Já dizia o filósofo Gladstone, “Diga-me como um povo cuida de seus mortos e lhe direi com uma certeza matemática como escuta seu povo, valoriza e sustenta seus ideais”.
Amar é o que somos e, portanto, é também o que nos torna Ser. O ser humano é construído de tantos “nunca mais” que farão parte do “para sempre” de cada coração.
É desafiador pensar que todo o presente que valoramos hoje, se tornará um ontem em nós. E é de ontem em ontem que nossa identidade se consolida. Rastros de existências que ficam em nós como ingredientes insubstituíveis.
As pessoas que de algum modo nos construíram, não simplesmente aconteceram! Não são números ou funções em nossa história. Mesmo porque, até nós somos mais do que nossa própria história, somos maiores que nossas dores e até que nossos sonhos. É por isso que podemos alcançá-los, realizá-los.

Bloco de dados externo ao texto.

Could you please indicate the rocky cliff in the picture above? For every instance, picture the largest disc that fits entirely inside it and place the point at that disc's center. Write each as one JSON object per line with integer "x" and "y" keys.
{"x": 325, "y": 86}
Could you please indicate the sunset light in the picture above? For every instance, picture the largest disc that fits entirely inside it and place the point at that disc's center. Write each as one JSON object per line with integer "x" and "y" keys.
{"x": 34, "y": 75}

Aqui está o sentido maior de finados: Escutar, reverenciar, reconhecer e validar a construção sólida de investimentos humanos que nos trouxe até aqui. Você é em muito aquilo que recebeu do seus.

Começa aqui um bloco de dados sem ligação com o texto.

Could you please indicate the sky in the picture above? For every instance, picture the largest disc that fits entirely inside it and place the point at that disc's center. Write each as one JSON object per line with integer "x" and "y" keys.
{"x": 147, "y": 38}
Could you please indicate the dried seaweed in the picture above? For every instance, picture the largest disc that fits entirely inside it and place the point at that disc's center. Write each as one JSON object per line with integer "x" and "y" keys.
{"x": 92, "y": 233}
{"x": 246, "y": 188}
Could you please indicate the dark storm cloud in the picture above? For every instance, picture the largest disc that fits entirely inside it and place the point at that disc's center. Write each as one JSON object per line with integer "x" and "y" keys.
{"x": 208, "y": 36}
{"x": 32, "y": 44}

Pode até ser que o que tenha recebido, daqueles que fizeram parte de sua história, não tenha sido bom e por isso você prefira ir à praia no feriado de finados. Ok! Mas é inegável que na vida nos construímos também por linhas tortas.
De outro modo, pode ser que, o que você tenha recebido, tenha sido tão qualitativo que dói muito lembrar, então você decide se conectar as pessoas amadas e perdidas a beira mar. Ok também. Mas veja, é fato que, por dentro ou à distância, um coração sensível e sadio, nessa data, é convidado a dirigir a mente para nossas raízes. Logo se não somos convocados o risco fica à espreita. Risco de estarmos nos desumanizando, nos desensibilizando para o que de verdade está fatalmente em nossa realidade: Todos precisamos ser cuidados por alguém nesse mundo, desde nossa chegada até nossa partida. “Alguéns” que atravessam nossos caminhos e em muito deixam diretamente ou indiretamente em nós algo próprio.
Não somos pessoas que simplesmente acontecem nesse planeta, somos nossos antepassados em nós. Somos vida, transformação que move o passado dentro do presente, dinamicamente firme e iluminador.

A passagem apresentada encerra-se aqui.